The advantages are mainly recognized for mothers and children, as they are the priority population to be monitored by the PBF and represent the highest percentage of system coverage [19]. Monitoring this population is essential, however, it is worth mentioning that the purpose of SISVAN is to monitor all stages of life [3].

It is noticed that many professionals do not enter information into the system, beyond the PBF conditions, due to lack of understanding of the relevance or lack of training for use, impacting the coverage and quality of data. Furthermore, they do not use the system as a source of information due to its low coverage and limited management competence, creating a vicious circle that prevents SISVAN from being used to its full capacity.

In this process, the user is seen, but not seen. It is the object of information, but never the subject of communication. Similar to what Foucault [28] reports is happening in schools, hospitals, and even prisons, where the constant monitoring of individuals in these spaces is a manifestation of power that is predominantly exercised unilaterally and has a biopolitical and economic purpose. Greater communication and interaction between users, professionals, and managers could enhance the actions of SISVAN, so that they were carried out based on their importance for improving health, and not just as a work chore or assistance conditionality.
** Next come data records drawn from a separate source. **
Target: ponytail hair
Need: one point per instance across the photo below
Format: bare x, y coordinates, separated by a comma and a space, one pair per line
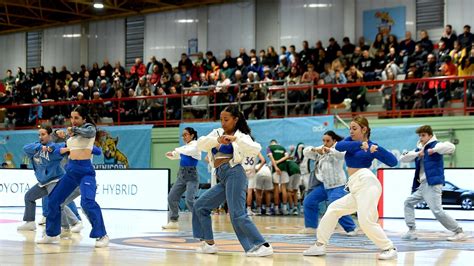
192, 131
333, 135
84, 113
241, 125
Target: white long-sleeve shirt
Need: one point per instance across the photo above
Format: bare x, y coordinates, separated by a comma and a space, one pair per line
440, 147
243, 146
189, 149
329, 166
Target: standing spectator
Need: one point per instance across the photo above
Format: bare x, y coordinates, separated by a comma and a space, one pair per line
108, 68
228, 57
244, 56
448, 37
138, 69
466, 38
377, 45
36, 112
348, 48
425, 41
331, 50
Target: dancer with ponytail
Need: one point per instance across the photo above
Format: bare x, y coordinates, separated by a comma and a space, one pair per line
188, 179
79, 172
228, 146
364, 191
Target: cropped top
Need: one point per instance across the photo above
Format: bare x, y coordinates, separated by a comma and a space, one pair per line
358, 158
83, 137
224, 151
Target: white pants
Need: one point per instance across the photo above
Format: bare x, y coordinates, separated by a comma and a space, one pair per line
365, 191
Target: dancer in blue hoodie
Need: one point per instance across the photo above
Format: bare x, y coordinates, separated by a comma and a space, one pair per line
428, 183
46, 159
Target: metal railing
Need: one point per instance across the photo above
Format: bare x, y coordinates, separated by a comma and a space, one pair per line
264, 99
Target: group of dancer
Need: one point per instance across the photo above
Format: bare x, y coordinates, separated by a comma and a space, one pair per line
62, 184
230, 147
233, 154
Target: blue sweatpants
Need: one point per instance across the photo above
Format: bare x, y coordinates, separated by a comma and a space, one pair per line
78, 173
71, 206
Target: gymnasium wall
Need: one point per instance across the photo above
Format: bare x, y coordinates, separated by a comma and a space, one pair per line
166, 139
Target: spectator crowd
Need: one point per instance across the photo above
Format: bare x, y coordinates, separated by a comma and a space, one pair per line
248, 78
Our limitation is the period of data collection, which involved more than 20 months and coincided with the Covid-19 pandemic. These factors may have influenced the answers, the search for health units and the work processes within them. We emphasize that, although health professionals from only five municipalities participated in the study, we sought to ensure distinct socioeconomic contexts in all Brazilian macro-regions.

Conclusion

Knowledge about SISVAN among health professionals was not unanimous, but was greater among nutritionists and nurses. Ignorance of the system and/or limited understanding of it emerged as the main obstacle to its operation, interfering with its execution, use, and data quality.

The presence of the PBF beneficiary population for data collection at the basic health unit was perceived as being out of context and dependent on the PBF financial conditions. In the perception of professionals, a simplistic view of health conditions prevails as a way to guarantee that the users receive the benefit.

Professionals recognized that the system was underused and that the low coverage acted as impediments in making decisions that facilitate the organization of nutritional care, as well as pointing out structural weaknesses, including the information system itself. They also identified SISVAN’s potential, such as the benefits for monitoring the health of the population, in addition to pointing out the need for professional training to strengthen the system, evidencing a critical perspective that could be used in directing solutions to the difficulties shown.

Supporting information

S1 Checklist. COREQ (COnsolidated criteria for REporting Qualitative research) checklist.